I am experimenting with with file output in utf-16 using wofstream, successfully so far. But I have got a problem to write a new line. As I found out with the Notepad and a hex editor, a new line on windows corresponds to 2 symbols: LineFedd and CarrigeReturn (0x000A and 0x000D). Trying to repriduce this programmatically led to weird result.

#include <fstream>
#include <codecvt>
#include <locale>
#define ENDL L"\u000a\u000d"
using namespace std;
int main()
{
locale utf16(locale(), new codecvt_utf16<wchar_t, 0x10ffffUL, little_endian>());//for writing UTF-16
wofstream fout(L"text.txt");
fout.imbue(utf16);
const unsigned short BOM= 0xFEFF;
fout.write((wchar_t*)&BOM, 1);
fout<<L"some text"<<ENDL<<L"more text";
fout.close();
}

the text that follows ENDL is totally messed up. I found the cause with a hex editor. for ENDL it writes 0D 0A 00 0D 00 . That is, for some reason it writes unnecessary and outrignt harmful 0D byte before the Linefeed character that causes all following bytes to shift to the right and thus messes up the utf-16 encoding.
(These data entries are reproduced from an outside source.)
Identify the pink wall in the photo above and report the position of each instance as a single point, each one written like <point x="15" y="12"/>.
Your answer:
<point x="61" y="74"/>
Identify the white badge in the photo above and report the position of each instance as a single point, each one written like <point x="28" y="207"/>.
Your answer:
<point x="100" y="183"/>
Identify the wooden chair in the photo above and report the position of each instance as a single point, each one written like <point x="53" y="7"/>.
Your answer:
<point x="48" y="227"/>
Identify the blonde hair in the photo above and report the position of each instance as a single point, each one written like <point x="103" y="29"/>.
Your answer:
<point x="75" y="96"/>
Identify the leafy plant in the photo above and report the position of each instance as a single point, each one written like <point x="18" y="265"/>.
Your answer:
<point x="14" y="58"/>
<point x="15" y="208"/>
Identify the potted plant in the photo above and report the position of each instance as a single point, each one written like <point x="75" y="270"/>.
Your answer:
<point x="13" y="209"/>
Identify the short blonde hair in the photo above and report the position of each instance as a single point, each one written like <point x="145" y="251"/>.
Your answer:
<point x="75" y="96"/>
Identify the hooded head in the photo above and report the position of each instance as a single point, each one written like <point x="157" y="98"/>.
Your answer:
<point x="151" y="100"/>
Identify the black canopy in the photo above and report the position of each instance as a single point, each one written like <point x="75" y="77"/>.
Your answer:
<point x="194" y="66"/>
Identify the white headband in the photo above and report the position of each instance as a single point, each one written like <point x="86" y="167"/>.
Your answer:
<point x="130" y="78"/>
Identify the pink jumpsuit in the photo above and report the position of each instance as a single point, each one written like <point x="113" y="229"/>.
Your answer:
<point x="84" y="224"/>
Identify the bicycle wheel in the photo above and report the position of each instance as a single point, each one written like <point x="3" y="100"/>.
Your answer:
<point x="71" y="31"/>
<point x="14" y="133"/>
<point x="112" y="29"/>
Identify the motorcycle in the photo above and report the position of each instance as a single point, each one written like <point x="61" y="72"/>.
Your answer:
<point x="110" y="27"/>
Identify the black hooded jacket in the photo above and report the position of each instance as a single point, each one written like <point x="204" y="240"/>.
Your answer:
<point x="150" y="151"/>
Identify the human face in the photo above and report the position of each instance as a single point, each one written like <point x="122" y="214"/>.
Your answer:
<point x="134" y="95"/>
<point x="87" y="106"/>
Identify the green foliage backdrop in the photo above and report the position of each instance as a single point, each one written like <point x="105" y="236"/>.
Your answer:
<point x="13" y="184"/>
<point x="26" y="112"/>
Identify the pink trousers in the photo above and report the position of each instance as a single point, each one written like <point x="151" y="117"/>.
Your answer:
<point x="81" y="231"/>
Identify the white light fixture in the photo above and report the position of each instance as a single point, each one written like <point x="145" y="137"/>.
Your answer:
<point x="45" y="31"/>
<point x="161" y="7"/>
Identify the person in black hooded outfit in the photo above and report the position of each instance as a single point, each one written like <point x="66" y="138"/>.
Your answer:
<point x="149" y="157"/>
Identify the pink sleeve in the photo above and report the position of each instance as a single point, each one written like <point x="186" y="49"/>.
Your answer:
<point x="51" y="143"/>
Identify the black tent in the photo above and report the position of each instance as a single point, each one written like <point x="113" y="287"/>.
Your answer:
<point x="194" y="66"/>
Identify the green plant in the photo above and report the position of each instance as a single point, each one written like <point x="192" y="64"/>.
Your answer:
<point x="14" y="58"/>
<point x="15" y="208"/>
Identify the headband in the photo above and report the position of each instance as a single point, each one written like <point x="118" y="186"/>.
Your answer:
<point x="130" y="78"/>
I don't understand why this happens and how can I fix it


Solution

  • try open your file in binary mode:

    std::wofstream fout(L"text", std::ios_base::binary);
    

    I don't have experience with Windows systems but it seems the OS is unhelpfully replacing newlunes with end of line sequences.

    Also, I would first imbue() the modified locale and the open() the file: once a character is read, calling imbue() has either no effect or undefined behavior (don't recall which off-hand). I think there is nothing preventing the stream from reading the first buffer upon open(). Idon't think that's your actual problem, though.